The key question, therefore, is whether VCAST was unlawfully communicating RTI's works to the public., on the basis that it was unauthorized; in order to assess whether the subsequent reproduction carried out by its users falls within the scope of private copying. And, in our opinion, this should have been the preliminary ruling, so that the Court of Justice could have addressed the issue more clearly.

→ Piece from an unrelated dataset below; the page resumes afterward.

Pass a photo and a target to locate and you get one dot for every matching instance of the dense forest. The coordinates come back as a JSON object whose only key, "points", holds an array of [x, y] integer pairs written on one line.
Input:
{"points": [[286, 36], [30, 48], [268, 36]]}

This is where, once again, the famous figure of the “new audience” in the analysis of public communication, as that audience other than the one intended by the author for the original communication of the work (SGAE o ITV Broadcasting, among many other judgments). As the Advocate General explains in paragraph 45 of his Opinion, “Every Internet user worldwide could request and receive, in their cloud storage space, a replay of a television broadcast that they would not have had access to without the VCAST service.”. To this we must add that the technical means used by VCAST to publicly communicate the works was different from that initially used by RTI, which is understood by the Court of Justice as a clear factor in assessing the existence of public communication (despite the apparent relaxation of this criterion in the recent judgment AKM).
Thus, the Advocate General proposed that the Court of Justice should resolve the preliminary ruling by confirming that An activity such as that of VCAST cannot be covered by the private copying limit in Article 5.2(b) of Directive 2001/29, given that VCAST made RTI's content available without consent and, therefore, the reproduction of that content by users was not carried out from a lawful source..
The Court of Justice has followed the recommendations of the Advocate General., thereby resolving the preliminary question raised by the Tribunale di Torino, and expressly stating that:
- “The aforementioned transmissions therefore constitute communications to the public that are different [as planned by the owner], and each of them must therefore receive authorization from the holders of the rights in question.” (paragraph 49).
- “Therefore, such a remote recording service cannot benefit from Article 5(2)(b) of Directive 2001/29.” (paragraph 52).
You can read the full ruling here.
Y here the conclusions of the Advocate General.